The outflow from Christopher Lake is via Christopher Creek and is controlled by a two-bay log-stop structure which controls flow into two 1.07 m high culverts. The structure allows drawdown of both Emma and Christopher Lakes simultaneously. Christopher Creek is a partially natural run and partially constructed channel that flows out of Christopher Lake and heads south past Highway 263 towards the Little Red River Indian Reserve. It cuts through the eastern portion of the reserve and joins Spruce River just south of it. The Christopher Creek section of the Christopher Lake diversion project was completed in 1975.

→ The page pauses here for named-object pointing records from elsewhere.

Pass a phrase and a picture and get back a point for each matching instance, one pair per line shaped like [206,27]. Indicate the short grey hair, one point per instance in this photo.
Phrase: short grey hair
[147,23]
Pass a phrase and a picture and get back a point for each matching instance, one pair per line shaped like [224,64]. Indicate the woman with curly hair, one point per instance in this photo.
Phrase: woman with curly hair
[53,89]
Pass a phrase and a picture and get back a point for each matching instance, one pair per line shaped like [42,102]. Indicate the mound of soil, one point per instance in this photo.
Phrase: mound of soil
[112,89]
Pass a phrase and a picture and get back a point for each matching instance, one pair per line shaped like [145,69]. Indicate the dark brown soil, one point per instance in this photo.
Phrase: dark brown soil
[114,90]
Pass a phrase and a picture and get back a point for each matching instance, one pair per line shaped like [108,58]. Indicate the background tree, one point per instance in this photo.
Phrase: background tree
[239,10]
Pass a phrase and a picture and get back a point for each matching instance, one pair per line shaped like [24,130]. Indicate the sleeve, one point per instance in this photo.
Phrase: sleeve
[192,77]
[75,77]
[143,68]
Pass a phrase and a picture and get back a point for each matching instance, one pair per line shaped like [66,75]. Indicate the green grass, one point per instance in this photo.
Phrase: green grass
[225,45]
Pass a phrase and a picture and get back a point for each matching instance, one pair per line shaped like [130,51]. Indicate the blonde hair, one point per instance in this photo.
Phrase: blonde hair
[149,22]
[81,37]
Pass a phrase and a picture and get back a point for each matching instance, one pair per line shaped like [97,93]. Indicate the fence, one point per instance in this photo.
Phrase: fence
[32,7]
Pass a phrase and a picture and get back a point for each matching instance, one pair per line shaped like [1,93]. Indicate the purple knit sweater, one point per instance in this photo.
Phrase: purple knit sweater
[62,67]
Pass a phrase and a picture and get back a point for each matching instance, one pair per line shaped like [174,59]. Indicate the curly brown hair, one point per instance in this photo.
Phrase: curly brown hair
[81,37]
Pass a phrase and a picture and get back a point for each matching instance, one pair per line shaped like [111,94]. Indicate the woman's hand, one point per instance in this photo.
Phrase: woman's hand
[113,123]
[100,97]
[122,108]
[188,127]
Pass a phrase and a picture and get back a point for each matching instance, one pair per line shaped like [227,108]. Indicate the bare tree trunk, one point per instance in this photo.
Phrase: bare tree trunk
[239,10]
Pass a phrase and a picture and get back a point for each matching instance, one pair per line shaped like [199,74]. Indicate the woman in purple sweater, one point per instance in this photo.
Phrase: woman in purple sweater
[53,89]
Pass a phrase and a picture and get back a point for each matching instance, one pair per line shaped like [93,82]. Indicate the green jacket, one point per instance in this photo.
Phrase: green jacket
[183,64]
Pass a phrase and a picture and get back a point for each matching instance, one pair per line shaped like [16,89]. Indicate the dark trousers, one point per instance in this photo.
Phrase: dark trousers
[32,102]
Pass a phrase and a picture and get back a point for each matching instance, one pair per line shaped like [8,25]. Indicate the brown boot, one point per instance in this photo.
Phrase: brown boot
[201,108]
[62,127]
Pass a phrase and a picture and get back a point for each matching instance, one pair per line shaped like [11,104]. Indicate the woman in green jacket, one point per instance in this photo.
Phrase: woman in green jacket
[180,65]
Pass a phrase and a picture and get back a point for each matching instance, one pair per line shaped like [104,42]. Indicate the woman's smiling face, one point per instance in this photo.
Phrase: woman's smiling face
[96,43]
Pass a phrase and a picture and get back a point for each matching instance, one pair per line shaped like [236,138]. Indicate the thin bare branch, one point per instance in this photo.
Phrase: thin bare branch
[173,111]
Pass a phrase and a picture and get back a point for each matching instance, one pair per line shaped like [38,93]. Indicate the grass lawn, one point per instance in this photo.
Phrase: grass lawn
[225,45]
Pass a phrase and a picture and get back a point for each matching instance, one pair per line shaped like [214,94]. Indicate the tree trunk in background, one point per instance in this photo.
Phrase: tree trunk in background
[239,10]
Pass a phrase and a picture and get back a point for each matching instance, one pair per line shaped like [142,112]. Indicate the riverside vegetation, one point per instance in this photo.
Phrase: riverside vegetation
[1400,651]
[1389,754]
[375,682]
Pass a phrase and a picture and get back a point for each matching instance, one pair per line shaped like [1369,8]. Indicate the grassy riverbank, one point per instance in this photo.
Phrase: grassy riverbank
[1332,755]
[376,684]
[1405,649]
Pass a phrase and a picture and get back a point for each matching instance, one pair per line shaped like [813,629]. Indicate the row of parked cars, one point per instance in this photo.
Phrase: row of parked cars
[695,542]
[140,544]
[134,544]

== Parks and recreation ==
Christopher Lake is a recreational lake with parks, campgrounds, Christian camps, marinas, swimming, boating, and fishing. The two marinas are located at the southern end of the lake – one at Bell's Beach the other at Slottens Bay. Kinasao Lutheran Bible Camp is located on the eastern shore while the other three Bible camps, Quest at Christopher Lake, Camp Kadesh, and Camp Christopher, are on the western shore. At the south-eastern corner of the lake at Slottens Bay is the Christopher Lake Nature Area. This park has three hiking trails totalling about three kilometres for birdwatching and other wildlife viewing. In the winter, one of the trails is groomed for cross-country skiing and snowshoeing. The very northern tip of the lake is in Great Blue Heron Provincial Park, though there no facilities related to the park there.

== Fish species ==
Fish commonly found in the Christopher Lake include walleye and northern pike.